Did you seem to enter some other, unearthly world? No
What emotions did you feel during the experience? I felt like my spiritual energy was the space - the body just a transportation device like a car. I was still me. Just very safe and very peaceful and very aware all at once.
Did you have a feeling of peace or pleasantness? Incredible peace or pleasantness
Did you have a feeling of joy? incredible joy
Did you feel a sense of harmony or unity with the universe? I felt united or one with the world
The experience included: Special Knowledge
Did you suddenly seem to understand everything? Everything about the universe
Did scenes from your past come back to you? My past flashed before me, out of my control
Did scenes from the future come to you? Scenes from the world's future
The experience included: Boundary
Did you reach a boundary or limiting physical structure?
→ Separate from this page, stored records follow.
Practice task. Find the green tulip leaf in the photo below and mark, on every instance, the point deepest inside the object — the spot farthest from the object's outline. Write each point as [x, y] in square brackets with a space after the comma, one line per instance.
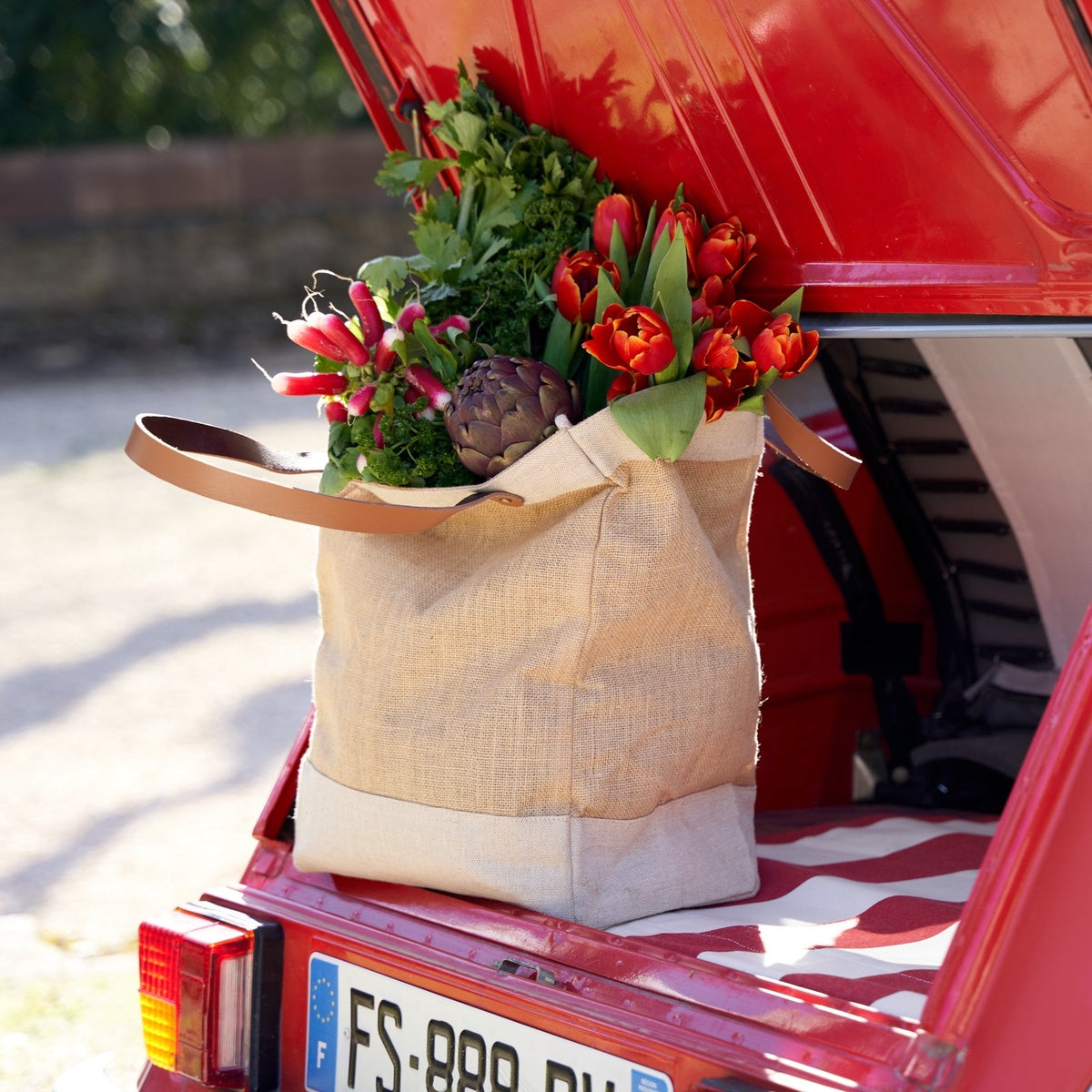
[672, 299]
[605, 295]
[753, 403]
[618, 255]
[661, 420]
[792, 305]
[557, 353]
[640, 267]
[596, 385]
Uncertain Only structure was the paper thin wall.
Did you come to a border or point of no return? I came to a barrier that I was not permitted to cross; or was sent back against my will
God, Spiritual and Religion:
What was your religion prior to your experience? Conservative/fundamentalist I knew there was a God and Jesus. I strongly believed it but hadn't attended church in years
Have your religious practices changed since your experience? No I never thought we were alone or not supported by the other side.
What is your religion now? Moderate Same as above
Did you have a change in your values and beliefs because of your experience? No I never thought we were alone or not supported by the other side.
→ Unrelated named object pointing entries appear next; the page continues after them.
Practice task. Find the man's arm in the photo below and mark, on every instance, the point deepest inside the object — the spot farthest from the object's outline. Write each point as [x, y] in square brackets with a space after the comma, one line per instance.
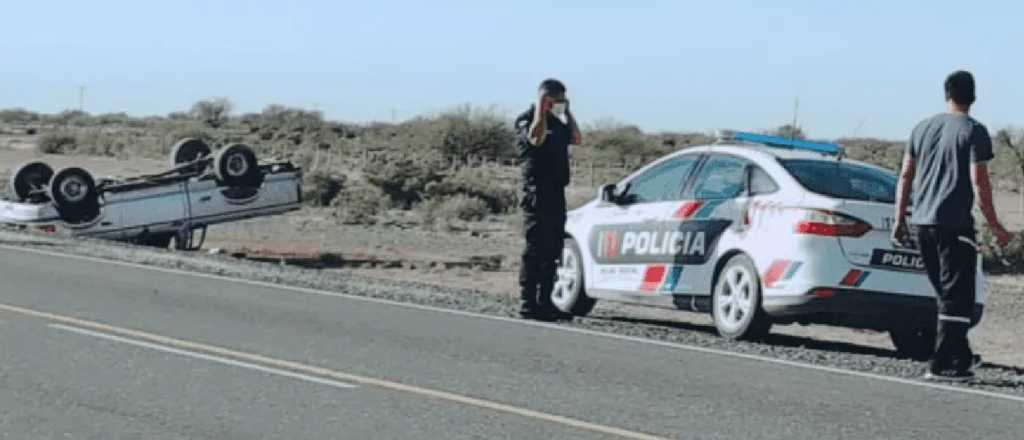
[983, 191]
[573, 128]
[902, 196]
[981, 152]
[539, 129]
The experience included: Presence of unearthly beings
Did you seem to encounter a mystical being or presence, or hear an unidentifiable voice? I encountered a definite being, or a voice clearly of mystical or unearthly origin
Did you see deceased or religious spirits? I actually saw them
Concerning our Earthly lives other than Religion:
During your experience, did you gain special knowledge or information about your purpose? Uncertain I felt like I knew what was ahead but was blissfully unaware of it.
Have your relationships changed specifically because of your experience? Yes I used to be a stubborn spontaneous teenager and now I never think of myself - I always put others first to a fault. My health suffers.
After the NDE:
Was the experience difficult to express in words? No
Do you have any psychic, non-ordinary or other special gifts after your experience that you did not have before the experience? Uncertain I was always sensitive to people's emotions and as a child would routinely see my relatives who had passed visiting me at night. After this event I have had many premonitions that have come to pass over many years with scary accuracy.
Are there one or several parts of your experience that are especially meaningful or significant to you? The touch of the hand stands out most of all - the light seemed to explode or expand exponentially and I awoke in my body.
Have you ever shared this experience with others? Yes Only people I feel closest to which are very few, my brother turned away from drugs and alcohol as a result and my best friend is very open to taking any advice or experiences I have regarding premonitions and very rarely experiencing loved ones who passed. I see lights orbs, and hear the odd sentence relating to friends.
Did you have any knowledge of near death experience (NDE) prior to your experience? Yes Heard things growing up.
What did you believe about the reality of your experience shortly (days to weeks) after it happened? Experience was definitely real There was no doubt in my mind - I never suffered.
What do you believe about the reality of your experience now? Experience was definitely real It was more real than anything I have ever experienced here on earth I feel like that is home and this is the dream.
At any time in your life, has anything ever reproduced any part of the experience? No
Is there anything else that you would like to add about your experience? I have never felt anything more pure than the experience. NEVER. I have given birth three times and even that pales in comparison to this moment.
Are there any other questions that we could ask to help you communicate your experience? No.